DAGR includes a concise framework for performing scatter/gather operations, i.e. breaking an input into multiple partitions based on some criteria, processing each partition in parallel and then merging the results. A common example of this in variant calling where the genome is broken down into non-overlapping sets of regions which are called independently and then the resulting VCFs are merged to create a final VCF. DAGR's implementation supports the ability to chain together multiple tasks per partition before gathering.

Building a scatter/gather workflow is relatively simple and has few requirements beyond a normal workflow:

  1. A task that implements the Partitioner trait
  2. A task that can merge the results of the processing each partition

An example pipeline exists in DAGR that uses the GATK to genotype a sample using a chain of HaplotypeCaller, GenotypeGVCFs and FilterVcf on each partition. The full example can be found in the ParallelHaplotypeCaller workflow.

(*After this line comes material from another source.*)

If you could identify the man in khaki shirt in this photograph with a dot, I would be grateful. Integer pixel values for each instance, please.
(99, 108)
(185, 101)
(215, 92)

A simplified version follows:

import dagr.tasks.ScatterGather.Scatter
val scatterer = new SplitIntervalsForCallingRegions(ref=ref, intervals=intervals, output=Some(dir), maxBasesPerScatter=5e6.toInt)
val scatter = Scatter(scatterer)
val hc      = scatter.map(il => new HaplotypeCaller(ref=ref, intervals=Some(il), bam=input, vcf=PathUtil.replaceExtension(il, ".g.vcf.gz"))
val gt      = hc.map(h => GenotypeGvcfs(ref=ref, intervals=h.intervals, gvcf=h.vcf, vcf=replace(h.vcf, ".g.vcf.gz", ".vcf.gz")))
val filter  = gt.map(g => new FilterVcf(in=g.vcf, out=replace(g.vcf, ".vcf.gz", ".filtered.vcf.gz")))
val gather  = filter.gather(fs => new GatherVcfs(in=fs.map(_.out), out=output))

root ==> scatter
gather ==> new DeleteFiles(dir)

There's a lot going on in this short code snippet!

  1. SplitIntervalsForCallingRegions is a task that breaks apart an interval list into many smaller interval lists. It also implements Partitioner[PathToIntervals] which allows the scatter/gather framework to use it to initiate a scatter operation.
  2. On line 3 we instantiate a Scatter object which is used to wire together and manage all the tasks in the scatter/gather pipeline
  3. On line 4 we use the .map() method on Scatter to create a HaplotypeCaller task per partition. The .map() method takes as a parameter a function that is invoked once per input partition to create the jobs we need.
  4. On lines 5 and 6 we continue the scattered processing by extending the chain with further calls to .map(). In this case the function we provide to .map() receives as input the prior task in the chain.
  5. On line 7 we use the .gather() function to generate a task that gathers the results of all the scatters. It receives as input the last task from each branch of the scatter, and uses their outputs as the input to GatherVcfs.
  6. Lastly on lines 9-10 we wire in the dependencies. The framework has already hooked up all the dependencies between parts of the scatter/gather workflow so all that's left is to wire scatter to it's dependencies, and add any tasks that come afterwards

It should be noted that all of the objects generated during a scatter/gather workflow (e.g. scatter, hc, gt, filter) can be .map()'d and .gather()'d more than once. I.e. you can build a scatter/gather pipeline with multiple branches and multiple endpoints without repeating any work.